Boost foreign reserves via FDIs and exports urgently – Economists | Sunday Observer

Boost foreign reserves via FDIs and exports urgently – Economists

19 December, 2021
Reviving the economy is a challenge and it is the most challenging economy among all of the South Asian countries today, said Professor in Economics, University of Colombo, Sirimal Abeyratne.

The primary need is to build the stock of foreign reserves which cannot be done without FDI and export growth.

“We can borrow from other countries, but it will never solve the problem. We can also sell assets for foreign currency payments; unless these investments generate export income in return, they will only add up to the problem. In fact, both these options are risky too, as they ultimately aggravate the foreign exchange crisis. We can also expect revival of tourism and worker remittances in the medium term, but it will bring about a meagre amount of foreign exchange while our problem is much bigger.”

The ultimate question that remains to be answered is whether we have prepared our economy, the polity and the rule of law to win investor confidence and to generate FDI and export expansion.

Addressing the Sri Lanka Economic Summit 2021 last week, former Central Bank Governor and well-known economist Dr.
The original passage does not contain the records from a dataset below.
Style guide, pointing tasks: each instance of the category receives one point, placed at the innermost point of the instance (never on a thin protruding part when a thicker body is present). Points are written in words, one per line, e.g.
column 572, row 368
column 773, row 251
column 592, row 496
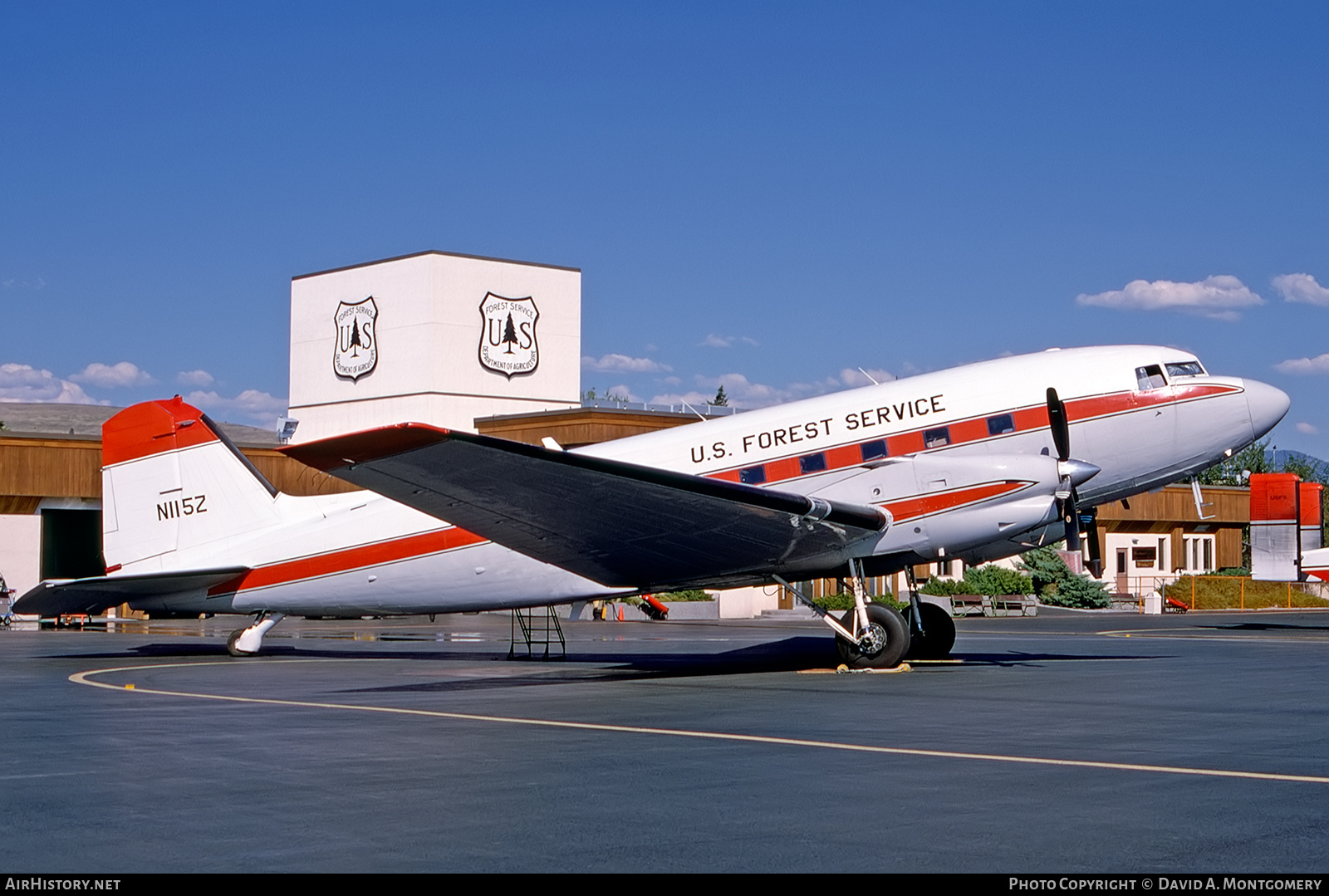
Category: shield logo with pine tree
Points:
column 356, row 350
column 508, row 340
Indrajit Coomaraswamy said the external sector crisis should be given highest priority as it was the most urgent issue since the country’s gross foreign reserves had slumped drastically to a low of US $ 1.5 billion while the estimated net drain on foreign exchange reserves have been estimated to be at around US $ 7 billion over the next 12 months.
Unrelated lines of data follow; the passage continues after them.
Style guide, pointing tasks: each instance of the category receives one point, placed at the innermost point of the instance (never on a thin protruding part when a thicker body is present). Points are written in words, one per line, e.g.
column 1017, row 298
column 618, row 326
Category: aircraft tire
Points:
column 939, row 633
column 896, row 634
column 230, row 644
Currently the country is grappling with a severe shortage foreign exchange, external debt repayment, budget deficit, high cost of commodities and turmoil in the agriculture and plantation sectors. According to data the current level of foreign reserves is adequate only to meet a couple of months’ imports.

Former Central Bank Deputy Governor Dr. W.A. Wijewardena said that now it is too late to go to the IMF since the issue has hit us hard.

“Our present problem is how we will survive after the next four weeks. For that quick bilateral assistance of adequate size should be obtained either from India or China. However, it is still the IMF that is the most affordable, cheaper and effective option.

It will help Sri Lanka to build confidence among investors, force the country to implement a viable reform program and above all impose discipline. Its cost is about 3% per annum and repayment period is extended to six to 10 years.

All alternative sources will cost Sri Lanka over 10% now,” he said.